The Anaphase promoting complex, also known as the cyclosome (APC/C), has been identified as one of the most important regulators of the eukaryotic cell cycle. Its most prominent function is the separation of sister chromatids in mitosis and meiosis as well as the parting of homologous chromosomes in the first meiotic division. With this, the APC/C plays a major role in safeguarding genome integrity by preventing chromosome aberrations; this is accomplished by a dedicated checkpoint, called the spindle (assembly) checkpoint (SAC), that inhibits the APC/C and with that progression through mitosis and meiosis if the cellular conditions threaten an unequal distribution of the chromosomes to the daughter cells. Although the amino acid sequence of the core components of the APC/C and the SAC is conserved between animals, yeasts and plants, recent evidence from us and other teams has demonstrated that the APC/C regulation is surprisingly different in plants when compared to other eukaryotes. The activation of the SAC or loss of APC/C activity in mitotic cells leads, at least in some cases, to endoreplication, and not to cell cycle arrest. Moreover, meiosis in plants progresses although chromosomes are not equally distributed to the daughter cells.

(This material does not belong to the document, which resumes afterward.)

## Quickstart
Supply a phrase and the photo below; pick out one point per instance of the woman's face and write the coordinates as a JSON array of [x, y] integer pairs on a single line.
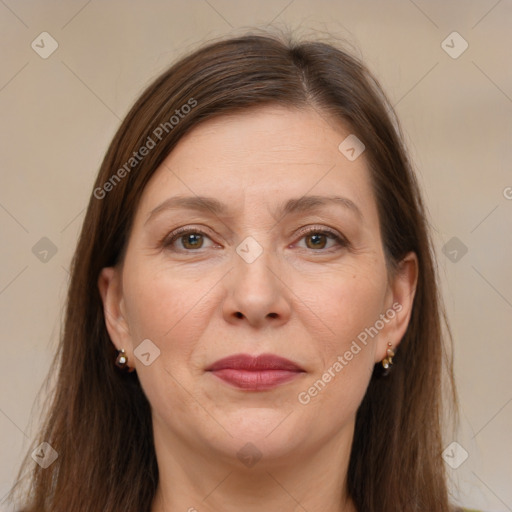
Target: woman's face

Furthermore, recent evidence from us and other groups suggests that the APC/C has additional functions in plant development and growth that are not directly related to cell cycle regulation. Thus, understanding the plant-specific function and regulation of the APC/C is not only of fundamental interest but also has important implications for biotechnological applications such as developing new breeding strategies by tuning meiosis, identifying new avenues to increase yield and tackling existing shortcomings in agriculture. Based on substantial preparatory work of the Brazilian and German partner that includes the identification of novel APC/C interactors and a newly developed set of SAC reporter lines, we will explore here the non-canonical function and plant-specific control of the APC/C during sporophytic growth and meiosis. To this end we will explore the expression and localization of APC/C regulatory proteins under stress conditions and test the functional importance of the newly identified APC/C interactors in comparison to components of the known regulatory machinery. Finally, we will identify additional regulators as a long-term collaborative project between the Brazilian and the German partner.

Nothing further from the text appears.